21.     Amendment. This Agreement may be amended at any time unilaterally by the Company provided that such amendment is consistent with all applicable laws and does not reduce any rights or benefits you have accrued pursuant to this Agreement. This Agreement may also be amended at any time unilaterally by the Company to the extent the Company believes in good faith that such amendment is necessary or advisable to bring this Agreement into compliance with any applicable laws, including Section 409A of the Code.
    
If you accept this Cash-Based Award Agreement and agree to its terms and conditions, please so confirm by signing and returning the duplicate of this Agreement enclosed for that purpose.

                        
Very Truly Yours,
 
 
FOREST OIL CORPORATION
 
 
By:
 
Name:
 
Title:
 
Date:
 
 
 
 
 

ACKNOWLEDGED AND AGREED:
 
 
 
 
 
 
 
 
 
 
 
 
By:
 
 
 
 
 
 
 
 
 
 
 
 
 
 
 
 
 
 
 
 
 
 
 
 
 
 
 
 
 
 
 
 
 





Page 5



Appendix A

Defined Terms

Change of Control” means (i) with respect to the Performance-Based Award, the meaning given such term in the Severance Agreement, and (ii) with respect to the Time-Based Award, the occurrence of one or more of the following events:
(A)     the Company shall not be the surviving entity in any merger, consolidation or other reorganization (or survives only as a subsidiary of an entity other than a previously wholly-owned subsidiary of the Company);
(B)     the Company sells, leases or exchanges all or substantially all of its assets to any other person or entity (other than a wholly-owned subsidiary of the Company);
(C)     the Company is to be dissolved and liquidated;
(D)     any person or entity, including a “group” as contemplated by Section 13(d)(3) of the Securities Exchange Act of 1934, as amended, acquires or gains ownership or control (including, without limitation, power to vote) of more than 50% of the outstanding shares of the Company’s voting stock (based upon voting power); or
(E)     as a result of or in connection with a contested election of directors, the persons who were directors of the Company before such election shall cease to constitute a majority of the Board.
Notwithstanding the foregoing, for purposes of the Time-Based Award, the term “Change of Control” shall not include any reorganization, merger or consolidation involving solely the Company and one or more previously wholly-owned subsidiaries of the Company.

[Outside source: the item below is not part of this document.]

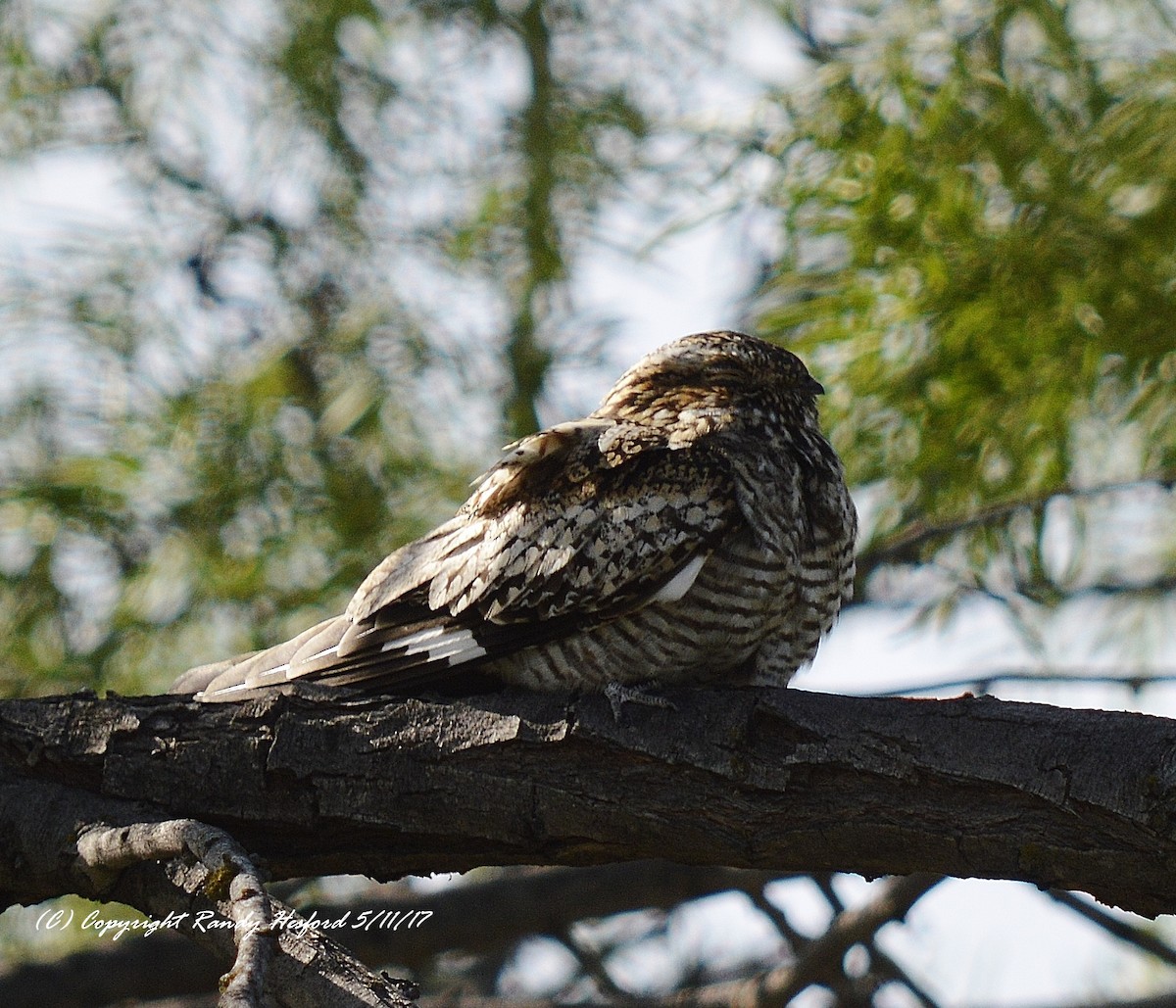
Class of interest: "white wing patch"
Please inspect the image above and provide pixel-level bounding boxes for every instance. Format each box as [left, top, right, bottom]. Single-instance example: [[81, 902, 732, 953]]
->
[[651, 553, 710, 601]]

Disability” has the meaning given to such term in the Severance Agreement.

Involuntary Termination” means any termination of your employment with the Company which does not result from your resignation; provided, however, that the term “Involuntary Termination” shall not include a termination as a result of death, Disability, or a termination of your employment by the Company by reason of your unsatisfactory performance of your duties, to be determined by the Company in its sole discretion, or by reason of your final conviction of a misdemeanor involving moral turpitude or a felony.

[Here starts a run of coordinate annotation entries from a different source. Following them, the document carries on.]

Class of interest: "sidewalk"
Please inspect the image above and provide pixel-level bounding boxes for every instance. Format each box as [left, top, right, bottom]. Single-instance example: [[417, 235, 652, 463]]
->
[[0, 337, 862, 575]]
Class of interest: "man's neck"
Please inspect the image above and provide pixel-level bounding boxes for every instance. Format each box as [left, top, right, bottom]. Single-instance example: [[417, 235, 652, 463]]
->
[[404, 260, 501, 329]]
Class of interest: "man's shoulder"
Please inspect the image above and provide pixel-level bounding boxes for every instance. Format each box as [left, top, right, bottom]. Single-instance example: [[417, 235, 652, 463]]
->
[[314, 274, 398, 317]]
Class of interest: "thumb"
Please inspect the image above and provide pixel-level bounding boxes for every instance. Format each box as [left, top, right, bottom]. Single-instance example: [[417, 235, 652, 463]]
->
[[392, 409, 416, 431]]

Performance-Based Award Computation Date” means the first to occur of the following: (i) the last day of the Performance Period; (ii) the date upon which a Change of Control occurs; or (iii) the date your employment with the Company is terminated by reason of death, Disability or Involuntary Termination.

Performance-Based Award Payment Amount” means:

(i) if the Performance-Based Award Computation Date is the last day of the Performance Period, the date upon which a Change of Control occurs or the date your employment with the Company is terminated by reason of an Involuntary Termination, then an amount equal to (A) $________ multiplied by (B) the Total Shareholder Return Ranking Percentage multiplied by (C) a fraction, the numerator of which shall equal the sum of (x) the Fair Market Value on the Performance-Based Award Computation Date plus (y) the aggregate value (as determined by the Committee) of the dividends and other distributions paid to shareholders with respect to a share of Common Stock

Page 6


during the period beginning on the date of this Agreement and ending on the Performance-Based Award Computation Date, and the denominator of which shall equal $_____ (which is the Fair Market Value on the date of this Agreement); or

(ii) if the Performance-Based Award Computation Date is the date your employment with the Company is terminated by reason of death or Disability, then an amount equal to (A) $________ multiplied by (B) a fraction, the numerator of which shall be the number of full months during the Performance Period during which you were employed by the Company (counting the month in which your termination of employment occurs as a full month), and the denominator of which is 36, multiplied by (C) a fraction, the numerator of which shall equal the sum of (x) the Fair Market Value on the Performance-Based Award Computation Date plus (y) the aggregate value (as determined by the Committee) of the dividends and other distributions paid to shareholders with respect to a share of Common Stock during the period beginning on the date of this Agreement and ending on the Performance-Based Award Computation Date, and the denominator of which shall equal $_____ (which is the Fair Market Value on the date of this Agreement).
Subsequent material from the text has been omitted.